見延 金メダルが欲しかったっすね。流れ的にも追い付いての1本勝負だったので、こちらに分があるかなと思いながら。あとはもう本当にみんなの気持ち1つだと思ってたけど、最後はリプレイを見てもどっちが(得点)ついててもおかしくないような展開でした。いやー、やっぱり何回見直しても悔しいなという感じ。でも、自分は最後まで応援することしかできなくなってしまったけれども、諦めずにメンバー3人とも必死に戦う姿が見られたので、非常にいい試合ができたと思います。

――4人で獲った銀メダルの感想は?

加納 もちろん嬉しい気持ちもあるし、ちょっとほっとした気持ちもある。金メダルを目指しただけに悔しさは残るが、 楽しく試合もできたし、とりあえずメダルはみんなで持って帰れたので、そこは良かったなとは思う。

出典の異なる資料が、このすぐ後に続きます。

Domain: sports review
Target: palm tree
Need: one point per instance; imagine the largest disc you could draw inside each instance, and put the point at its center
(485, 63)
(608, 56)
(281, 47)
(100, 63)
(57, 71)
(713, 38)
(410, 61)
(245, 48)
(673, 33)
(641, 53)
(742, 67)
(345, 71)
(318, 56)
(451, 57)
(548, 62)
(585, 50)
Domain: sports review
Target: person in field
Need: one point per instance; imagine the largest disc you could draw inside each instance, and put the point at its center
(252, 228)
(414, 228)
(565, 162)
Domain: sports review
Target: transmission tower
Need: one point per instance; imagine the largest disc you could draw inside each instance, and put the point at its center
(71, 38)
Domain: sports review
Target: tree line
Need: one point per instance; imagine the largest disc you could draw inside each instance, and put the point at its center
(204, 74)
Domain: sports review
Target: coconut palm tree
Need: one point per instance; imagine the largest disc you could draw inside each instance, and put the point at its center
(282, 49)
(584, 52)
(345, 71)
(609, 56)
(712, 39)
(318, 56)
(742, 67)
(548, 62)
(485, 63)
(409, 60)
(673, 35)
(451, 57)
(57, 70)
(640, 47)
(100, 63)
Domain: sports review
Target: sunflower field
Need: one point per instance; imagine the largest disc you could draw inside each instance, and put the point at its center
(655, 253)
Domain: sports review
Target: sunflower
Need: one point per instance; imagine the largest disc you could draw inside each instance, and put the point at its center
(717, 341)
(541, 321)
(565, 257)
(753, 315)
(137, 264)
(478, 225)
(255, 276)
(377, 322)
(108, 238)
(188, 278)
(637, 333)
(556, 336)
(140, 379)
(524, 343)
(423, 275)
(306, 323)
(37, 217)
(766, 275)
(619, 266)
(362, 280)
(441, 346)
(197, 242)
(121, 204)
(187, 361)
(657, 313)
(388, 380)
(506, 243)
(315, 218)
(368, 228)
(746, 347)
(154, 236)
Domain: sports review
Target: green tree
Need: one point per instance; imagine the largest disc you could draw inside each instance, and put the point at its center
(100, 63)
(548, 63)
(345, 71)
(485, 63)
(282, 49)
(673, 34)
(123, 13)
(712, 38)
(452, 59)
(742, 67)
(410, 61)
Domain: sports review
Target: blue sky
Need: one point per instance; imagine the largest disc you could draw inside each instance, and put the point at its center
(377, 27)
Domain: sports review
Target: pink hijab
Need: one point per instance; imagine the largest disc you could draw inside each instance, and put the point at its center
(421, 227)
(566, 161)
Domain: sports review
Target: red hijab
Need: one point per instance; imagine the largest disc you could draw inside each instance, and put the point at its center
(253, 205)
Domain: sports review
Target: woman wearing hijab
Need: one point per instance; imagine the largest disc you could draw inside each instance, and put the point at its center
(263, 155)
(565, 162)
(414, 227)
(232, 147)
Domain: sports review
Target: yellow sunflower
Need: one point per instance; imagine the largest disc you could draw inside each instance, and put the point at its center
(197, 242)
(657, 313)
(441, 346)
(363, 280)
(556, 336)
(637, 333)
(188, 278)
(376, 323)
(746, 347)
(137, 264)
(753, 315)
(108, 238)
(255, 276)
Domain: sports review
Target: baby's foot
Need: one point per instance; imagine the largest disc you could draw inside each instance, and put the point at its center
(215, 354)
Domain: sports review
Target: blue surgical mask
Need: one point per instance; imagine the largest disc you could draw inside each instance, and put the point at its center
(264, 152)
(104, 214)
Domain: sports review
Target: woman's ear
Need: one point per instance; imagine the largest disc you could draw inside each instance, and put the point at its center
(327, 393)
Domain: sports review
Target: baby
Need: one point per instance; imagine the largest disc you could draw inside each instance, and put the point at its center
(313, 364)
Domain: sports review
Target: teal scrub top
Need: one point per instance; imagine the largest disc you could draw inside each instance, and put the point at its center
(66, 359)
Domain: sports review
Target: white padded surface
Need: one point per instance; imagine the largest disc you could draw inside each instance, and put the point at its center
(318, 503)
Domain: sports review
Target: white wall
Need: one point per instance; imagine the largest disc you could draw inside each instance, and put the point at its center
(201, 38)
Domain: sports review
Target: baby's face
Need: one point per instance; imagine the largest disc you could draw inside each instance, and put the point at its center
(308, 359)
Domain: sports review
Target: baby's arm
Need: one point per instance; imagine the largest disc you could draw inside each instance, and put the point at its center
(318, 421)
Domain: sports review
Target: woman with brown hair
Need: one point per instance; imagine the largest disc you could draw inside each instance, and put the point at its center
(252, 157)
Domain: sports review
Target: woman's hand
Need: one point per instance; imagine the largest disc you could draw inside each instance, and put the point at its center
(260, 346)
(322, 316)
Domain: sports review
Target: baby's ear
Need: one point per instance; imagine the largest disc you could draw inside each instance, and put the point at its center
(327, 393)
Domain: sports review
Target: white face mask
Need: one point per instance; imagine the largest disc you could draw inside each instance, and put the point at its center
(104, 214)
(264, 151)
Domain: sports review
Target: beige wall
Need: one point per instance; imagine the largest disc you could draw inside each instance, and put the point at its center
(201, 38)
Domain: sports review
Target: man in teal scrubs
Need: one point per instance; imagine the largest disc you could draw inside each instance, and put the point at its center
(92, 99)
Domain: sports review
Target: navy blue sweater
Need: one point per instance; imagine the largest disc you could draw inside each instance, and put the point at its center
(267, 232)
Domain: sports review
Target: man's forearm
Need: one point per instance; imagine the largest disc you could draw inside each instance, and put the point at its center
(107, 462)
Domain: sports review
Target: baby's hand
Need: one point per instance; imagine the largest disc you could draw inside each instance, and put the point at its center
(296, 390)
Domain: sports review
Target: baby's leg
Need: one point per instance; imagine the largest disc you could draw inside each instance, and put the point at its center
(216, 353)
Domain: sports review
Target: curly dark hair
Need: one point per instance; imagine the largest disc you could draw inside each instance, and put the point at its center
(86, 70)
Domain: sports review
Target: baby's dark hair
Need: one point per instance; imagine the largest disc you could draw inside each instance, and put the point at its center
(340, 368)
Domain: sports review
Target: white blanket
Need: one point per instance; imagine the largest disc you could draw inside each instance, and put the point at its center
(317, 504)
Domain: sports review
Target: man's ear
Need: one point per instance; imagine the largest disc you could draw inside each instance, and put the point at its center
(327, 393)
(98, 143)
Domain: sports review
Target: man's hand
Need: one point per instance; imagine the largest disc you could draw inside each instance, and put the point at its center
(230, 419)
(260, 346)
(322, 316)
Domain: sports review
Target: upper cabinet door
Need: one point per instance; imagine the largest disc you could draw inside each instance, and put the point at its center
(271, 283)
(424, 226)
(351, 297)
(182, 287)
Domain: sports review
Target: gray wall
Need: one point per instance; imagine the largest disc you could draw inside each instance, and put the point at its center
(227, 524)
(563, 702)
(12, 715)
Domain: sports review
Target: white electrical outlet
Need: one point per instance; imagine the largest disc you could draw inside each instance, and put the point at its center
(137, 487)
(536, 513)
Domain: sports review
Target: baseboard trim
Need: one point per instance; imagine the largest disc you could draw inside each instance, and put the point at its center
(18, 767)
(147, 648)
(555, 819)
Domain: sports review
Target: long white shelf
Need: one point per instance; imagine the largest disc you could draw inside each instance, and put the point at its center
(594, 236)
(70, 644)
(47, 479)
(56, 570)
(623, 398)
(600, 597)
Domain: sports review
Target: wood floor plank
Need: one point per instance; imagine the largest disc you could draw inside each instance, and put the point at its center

見延 4人で獲ったメダルというか、コーチもいてかつ今回だとサポートでスパーリングパートナーとして数人来ているし、さらには日本にも残してきたこの「エペジーーン」の仲間たちがいるので、全員で獲ったメダルかなと思う。決してこの4人だけで獲れたメダルではないと思うし、 だからこそ金をつかみ取りたかったっていうところもあるけども。まだ見ていないが、「エペジーーン」のグループLINEがあるのでどんな感想が来ているか。申し訳ないなという気持ちと、一応ここまで行ったよっていう気持ちと半々。

――加納さんが最後追い付いて1本勝負、どのようなプレーをしようと思ったか。

加納 僕が攻めていくしかないので、 自分なりに攻めていって実際追いつくことができた。最後1本勝負になってからもプライオリティが相手にあったので、自分がある程度プレッシャーをかけていく必要があった。もうちょっとプレッシャーをかけて最後自分が飛び込んでいくつもりでいたが、その前に相手選手が剣を出してきて、そのフェイントに僕が反応してしまって、それでやられてしまった。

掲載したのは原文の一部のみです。